For the second week in a row it’s Aristides Aquino showing up on the list as we inch closer to the top spot on the list for the longest home run hit by a Cincinnati Reds player in the 2022 season. Over the last decade or so we’ve been given the ability to at least *sort of* be able to compare the distances on home runs thanks to ball tracking technologies, making lists like this a lot more fun to look at because there’s not nearly as much guesswork on it as there used to be.

The 3rd longest home run of the season in 2022 came on May 23rd by Aristides Aquino. The Punisher homered in Cincinnati’s Great American Ball Park on the night with an estimated distance of 439 feet.

The Video

The Metrics Behind The Blast

Chris Martin was on the mound for the Chicago Cubs late in the game and he hung a curveball. That wasn’t a good idea against Aquino on the night as he waited on the 85 MPH pitch and sent it off of the facade to the bleachers at 110 MPH.

Distance Metrics

Distance: 439 Feet

Reds Ranks: 3rd

Major League Baseball Rank: 230th (tie)

Aristides Aquino Rank: 1st

Other Metrics

Launch Angle: 21°

Exit Velocity: 110.1 MPH

Reds Exit Velocity Rank (home runs only): 4th

MLB Exit Velocity Rank (home runs only): 408th (tie)

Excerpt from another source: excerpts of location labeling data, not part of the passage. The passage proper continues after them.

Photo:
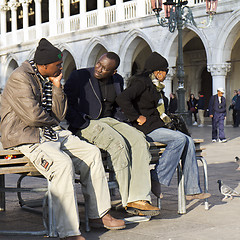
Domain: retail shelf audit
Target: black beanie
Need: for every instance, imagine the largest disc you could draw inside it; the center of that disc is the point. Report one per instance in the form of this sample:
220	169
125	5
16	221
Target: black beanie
156	62
46	53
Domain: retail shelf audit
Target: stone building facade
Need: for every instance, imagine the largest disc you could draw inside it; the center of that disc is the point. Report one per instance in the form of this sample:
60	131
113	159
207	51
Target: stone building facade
85	29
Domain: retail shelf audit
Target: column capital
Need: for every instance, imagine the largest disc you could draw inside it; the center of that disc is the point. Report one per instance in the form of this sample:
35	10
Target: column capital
13	4
171	73
219	69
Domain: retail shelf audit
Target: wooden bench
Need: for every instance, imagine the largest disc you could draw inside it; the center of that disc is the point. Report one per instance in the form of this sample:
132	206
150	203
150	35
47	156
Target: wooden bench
14	162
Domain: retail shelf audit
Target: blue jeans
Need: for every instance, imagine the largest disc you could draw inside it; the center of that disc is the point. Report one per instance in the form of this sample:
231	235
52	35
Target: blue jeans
179	146
218	124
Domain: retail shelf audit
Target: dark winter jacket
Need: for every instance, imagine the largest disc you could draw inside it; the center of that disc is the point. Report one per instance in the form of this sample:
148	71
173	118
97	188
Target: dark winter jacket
201	102
84	98
215	106
141	98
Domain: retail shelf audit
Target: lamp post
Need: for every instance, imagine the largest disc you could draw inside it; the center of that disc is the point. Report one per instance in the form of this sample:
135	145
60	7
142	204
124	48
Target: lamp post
177	14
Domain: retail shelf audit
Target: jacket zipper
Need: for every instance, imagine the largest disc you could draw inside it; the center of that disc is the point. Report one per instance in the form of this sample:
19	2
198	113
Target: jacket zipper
97	97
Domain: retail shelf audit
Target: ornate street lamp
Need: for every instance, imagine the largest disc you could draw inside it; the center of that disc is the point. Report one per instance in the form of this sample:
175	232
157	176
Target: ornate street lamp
177	14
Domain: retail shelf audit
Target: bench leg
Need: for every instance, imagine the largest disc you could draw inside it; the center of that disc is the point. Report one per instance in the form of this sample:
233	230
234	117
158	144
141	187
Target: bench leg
51	218
205	175
2	194
181	192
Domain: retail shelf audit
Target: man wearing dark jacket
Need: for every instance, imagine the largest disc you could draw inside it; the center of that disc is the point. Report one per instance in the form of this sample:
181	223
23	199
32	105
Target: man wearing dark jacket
33	105
217	111
92	115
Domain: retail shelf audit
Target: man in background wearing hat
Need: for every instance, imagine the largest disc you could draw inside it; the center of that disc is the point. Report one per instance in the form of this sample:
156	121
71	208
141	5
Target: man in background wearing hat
33	105
217	111
139	102
92	115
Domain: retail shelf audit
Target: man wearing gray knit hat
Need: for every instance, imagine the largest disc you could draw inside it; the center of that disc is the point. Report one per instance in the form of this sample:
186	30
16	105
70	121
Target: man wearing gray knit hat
33	105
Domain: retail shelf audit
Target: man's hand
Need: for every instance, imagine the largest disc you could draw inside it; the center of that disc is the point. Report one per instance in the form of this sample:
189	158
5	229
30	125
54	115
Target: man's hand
141	120
56	80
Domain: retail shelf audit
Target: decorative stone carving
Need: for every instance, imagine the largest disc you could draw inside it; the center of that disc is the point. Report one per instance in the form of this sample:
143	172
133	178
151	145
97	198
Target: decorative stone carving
219	69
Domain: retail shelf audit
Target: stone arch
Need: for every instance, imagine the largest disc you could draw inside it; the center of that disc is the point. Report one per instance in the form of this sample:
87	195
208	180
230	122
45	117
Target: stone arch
227	38
94	49
129	48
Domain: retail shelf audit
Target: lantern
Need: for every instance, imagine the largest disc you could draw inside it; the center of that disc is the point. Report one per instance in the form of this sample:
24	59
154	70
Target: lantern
168	5
156	5
211	6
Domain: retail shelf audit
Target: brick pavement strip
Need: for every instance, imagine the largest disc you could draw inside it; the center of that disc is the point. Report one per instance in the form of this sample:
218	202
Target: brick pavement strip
220	222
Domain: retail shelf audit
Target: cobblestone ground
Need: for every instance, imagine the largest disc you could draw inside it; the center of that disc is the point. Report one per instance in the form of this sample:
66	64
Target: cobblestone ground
220	222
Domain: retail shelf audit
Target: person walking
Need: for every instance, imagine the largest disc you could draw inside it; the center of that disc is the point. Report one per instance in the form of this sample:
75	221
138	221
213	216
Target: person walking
33	105
139	103
237	109
192	107
233	107
93	115
201	108
172	103
217	111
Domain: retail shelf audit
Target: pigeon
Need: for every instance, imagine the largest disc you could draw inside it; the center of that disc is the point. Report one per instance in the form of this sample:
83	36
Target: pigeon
238	162
226	190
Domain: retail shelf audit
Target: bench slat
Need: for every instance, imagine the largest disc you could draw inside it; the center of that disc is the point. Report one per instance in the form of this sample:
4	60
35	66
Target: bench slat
18	169
14	161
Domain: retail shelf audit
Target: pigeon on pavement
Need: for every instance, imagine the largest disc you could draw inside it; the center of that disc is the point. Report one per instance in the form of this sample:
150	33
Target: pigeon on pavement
226	190
238	162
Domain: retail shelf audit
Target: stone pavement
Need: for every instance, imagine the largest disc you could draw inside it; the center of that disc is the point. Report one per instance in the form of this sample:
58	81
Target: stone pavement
220	222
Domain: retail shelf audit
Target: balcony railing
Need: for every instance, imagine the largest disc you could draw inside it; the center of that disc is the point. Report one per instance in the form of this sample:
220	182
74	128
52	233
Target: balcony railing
108	15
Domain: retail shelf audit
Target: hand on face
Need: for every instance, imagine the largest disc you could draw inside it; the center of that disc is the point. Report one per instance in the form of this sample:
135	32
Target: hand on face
160	75
141	120
56	80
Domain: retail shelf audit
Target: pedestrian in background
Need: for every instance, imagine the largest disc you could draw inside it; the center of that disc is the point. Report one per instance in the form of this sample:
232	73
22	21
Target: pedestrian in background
201	106
217	111
192	107
233	107
172	103
237	109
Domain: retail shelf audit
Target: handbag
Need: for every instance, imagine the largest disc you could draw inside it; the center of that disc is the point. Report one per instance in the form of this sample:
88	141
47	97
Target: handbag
206	113
193	109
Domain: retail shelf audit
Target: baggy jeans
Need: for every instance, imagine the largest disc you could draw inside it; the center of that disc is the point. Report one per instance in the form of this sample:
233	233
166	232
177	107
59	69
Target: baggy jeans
179	146
57	161
218	124
128	154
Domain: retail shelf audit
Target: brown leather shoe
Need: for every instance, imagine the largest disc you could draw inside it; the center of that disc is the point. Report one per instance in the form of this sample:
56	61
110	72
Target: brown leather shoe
198	196
79	237
108	222
156	188
142	207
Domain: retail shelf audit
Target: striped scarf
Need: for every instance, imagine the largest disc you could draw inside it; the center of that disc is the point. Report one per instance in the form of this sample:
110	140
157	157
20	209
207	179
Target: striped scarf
48	132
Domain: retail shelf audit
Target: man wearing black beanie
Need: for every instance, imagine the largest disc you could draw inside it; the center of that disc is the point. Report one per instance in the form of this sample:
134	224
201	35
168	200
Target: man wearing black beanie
33	105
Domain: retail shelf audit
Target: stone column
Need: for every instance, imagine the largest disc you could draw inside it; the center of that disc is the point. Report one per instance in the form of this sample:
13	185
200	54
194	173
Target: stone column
83	10
120	10
53	17
3	11
141	8
101	13
219	73
38	18
66	7
168	81
25	4
13	4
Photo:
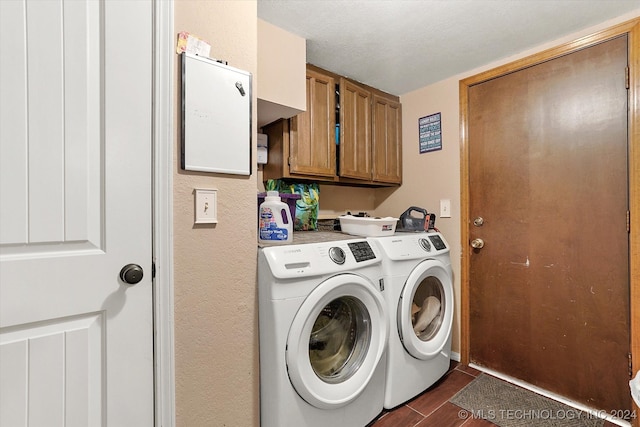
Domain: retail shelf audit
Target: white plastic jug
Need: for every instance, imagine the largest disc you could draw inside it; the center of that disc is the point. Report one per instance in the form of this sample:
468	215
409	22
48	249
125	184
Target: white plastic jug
274	222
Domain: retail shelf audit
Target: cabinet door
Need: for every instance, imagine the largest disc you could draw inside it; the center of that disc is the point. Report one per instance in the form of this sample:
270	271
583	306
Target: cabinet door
387	140
312	133
355	131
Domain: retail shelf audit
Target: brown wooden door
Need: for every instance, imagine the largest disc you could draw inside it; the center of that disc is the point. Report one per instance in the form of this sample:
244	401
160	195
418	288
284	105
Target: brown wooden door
549	291
387	140
355	131
312	133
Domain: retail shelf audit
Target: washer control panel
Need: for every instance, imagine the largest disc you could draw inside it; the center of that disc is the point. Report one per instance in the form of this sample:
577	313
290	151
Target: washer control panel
337	255
362	251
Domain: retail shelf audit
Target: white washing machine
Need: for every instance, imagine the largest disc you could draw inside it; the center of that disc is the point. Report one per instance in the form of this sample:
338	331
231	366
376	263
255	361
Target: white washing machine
419	297
323	334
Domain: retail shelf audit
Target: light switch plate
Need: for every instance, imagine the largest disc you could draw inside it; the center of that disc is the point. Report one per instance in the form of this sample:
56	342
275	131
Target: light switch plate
206	206
445	208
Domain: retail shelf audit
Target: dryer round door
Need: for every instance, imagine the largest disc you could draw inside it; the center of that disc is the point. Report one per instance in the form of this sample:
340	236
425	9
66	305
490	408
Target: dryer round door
425	309
336	340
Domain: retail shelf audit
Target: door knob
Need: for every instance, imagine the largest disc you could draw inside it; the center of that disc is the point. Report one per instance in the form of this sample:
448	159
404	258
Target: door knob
131	274
477	243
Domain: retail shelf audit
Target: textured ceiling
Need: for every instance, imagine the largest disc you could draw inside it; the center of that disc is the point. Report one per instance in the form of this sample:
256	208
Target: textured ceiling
402	45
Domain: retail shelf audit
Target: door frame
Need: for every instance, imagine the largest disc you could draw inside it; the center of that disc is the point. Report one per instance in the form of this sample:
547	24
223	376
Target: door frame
632	29
162	218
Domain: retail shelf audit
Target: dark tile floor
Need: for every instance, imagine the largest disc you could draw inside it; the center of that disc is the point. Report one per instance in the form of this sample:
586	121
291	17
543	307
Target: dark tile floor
432	408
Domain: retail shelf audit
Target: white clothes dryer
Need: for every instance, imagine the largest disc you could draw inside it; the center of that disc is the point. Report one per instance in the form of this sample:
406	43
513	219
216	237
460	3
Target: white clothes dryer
419	296
323	334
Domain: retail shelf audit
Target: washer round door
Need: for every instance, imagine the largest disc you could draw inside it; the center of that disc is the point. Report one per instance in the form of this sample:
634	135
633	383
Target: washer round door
425	309
336	340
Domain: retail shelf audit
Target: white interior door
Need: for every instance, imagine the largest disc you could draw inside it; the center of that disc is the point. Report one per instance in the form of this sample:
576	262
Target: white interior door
76	343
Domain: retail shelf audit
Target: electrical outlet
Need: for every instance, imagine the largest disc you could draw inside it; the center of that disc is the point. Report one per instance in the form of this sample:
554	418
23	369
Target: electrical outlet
206	206
445	208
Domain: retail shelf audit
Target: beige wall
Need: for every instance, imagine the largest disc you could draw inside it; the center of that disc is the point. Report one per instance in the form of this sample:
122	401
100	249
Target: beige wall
216	353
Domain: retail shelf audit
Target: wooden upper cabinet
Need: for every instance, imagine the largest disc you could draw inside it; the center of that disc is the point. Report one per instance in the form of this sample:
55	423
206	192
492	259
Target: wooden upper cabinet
312	133
370	147
387	140
355	131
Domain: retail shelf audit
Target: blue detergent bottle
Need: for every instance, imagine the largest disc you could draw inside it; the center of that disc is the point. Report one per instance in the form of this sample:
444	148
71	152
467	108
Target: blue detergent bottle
274	222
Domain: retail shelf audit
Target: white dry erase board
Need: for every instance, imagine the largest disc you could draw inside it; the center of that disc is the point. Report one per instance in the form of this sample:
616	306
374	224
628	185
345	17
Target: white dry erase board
216	117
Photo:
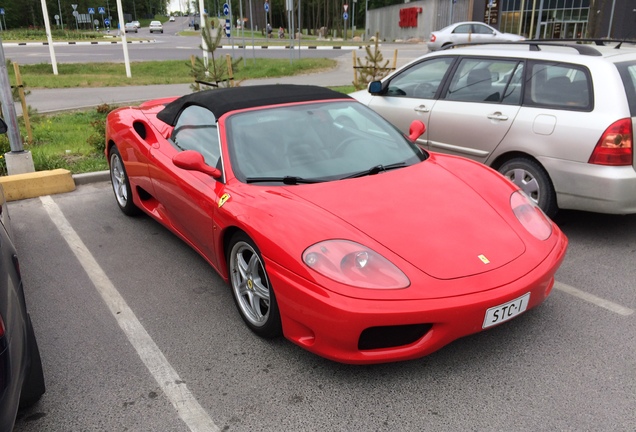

The Story Behind The Blast

Chicago had a a 7-3 lead to start the bottom of the 8th inning and turned the game over to Chris Martin. He had been on a heck of a run, giving up just one run over the last month (12 games). Martin had struck out Joey Votto and Tyler Stephenson to start the inning, but he couldn’t get it done against Aristides Aquino, who took a 1-2 curveball and put it in the seats for the second time in the game after homering in the 6th inning off of starting pitcher Drew Smyly.

You can follow along the entire series here

10 Responses

  1. Mark Moore

    Jimmy, here comes the deuce. And when you speak of me, speak kindly.

    Again, just a fluid, quick swing. I really hope he finds himself overseas.

  2. Jimbo44CN

    Whether some will ever believe it or not, he will be missed. He was painful to watch at times, but oh what potential, and what an arm!

    • Mark Moore

      Agreed, Jimbo. When he was good he was very, very good and fun to watch. But we also remember the extreme downside.

    • LDS

      Agreed, but he 29. Stats wise, he’s better than Senzel, e.g. higher career OPS and OPS+, and certainly more durable. Moving on from AA makes sense to the FO. I’d argue the same could be said of Senzel. We will see how Myers, and the 3 Fs work out. The Reds don’t have a competitive OF.

  3. Old-school

    Aquino had all the tools but just couldn’t sustain things day to day. His power bat and power arm were worth the price of admission however.

    • Harry Stoner

      I thought the Reds had discovered their own Yordan Alvarez when Aquino arrived on the scene.

    • Frankie Tomatoes

      He was missing the “can identify pitches quick enough to lay off of them” tool which rendered his bat useless. I guess scouts do not count that as a tool but they should.

      • Old Big Ed

        It might well be the single most valuable tool, and it likely correlates with elite eyesight.

        I’ve always thought that teams should scout, sign and develop hitters with great eyesight, and avoid those without it. I have no idea how that would work as a practical matter, especially on figuring out who to draft and sign.

  4. Harry Stoner

    If your options are the Fs, Myers, Reynolds, Newman and Steer then tossing off Senzel in the off season seems like a petulant, if not hasty, move.

    He’s not going to draw any attention except maybe as a throw-in in a last minute desperate trade for the so-desired overpaid ‘innings nibbler’.

    Let them duke it out in ST.

    Steer and Senzel should compete for 3B until one of the Young Turks push them off.

    • LDS

      That the Reds signed Reynolds and Newman says more about the FO than it does Senzel. Personally, none of them are worth a roster spot. Of course, the three together won’t make what Farmer would have and he was well past his expiration date. Getting used to 90-100 losses per season seems to be our fate.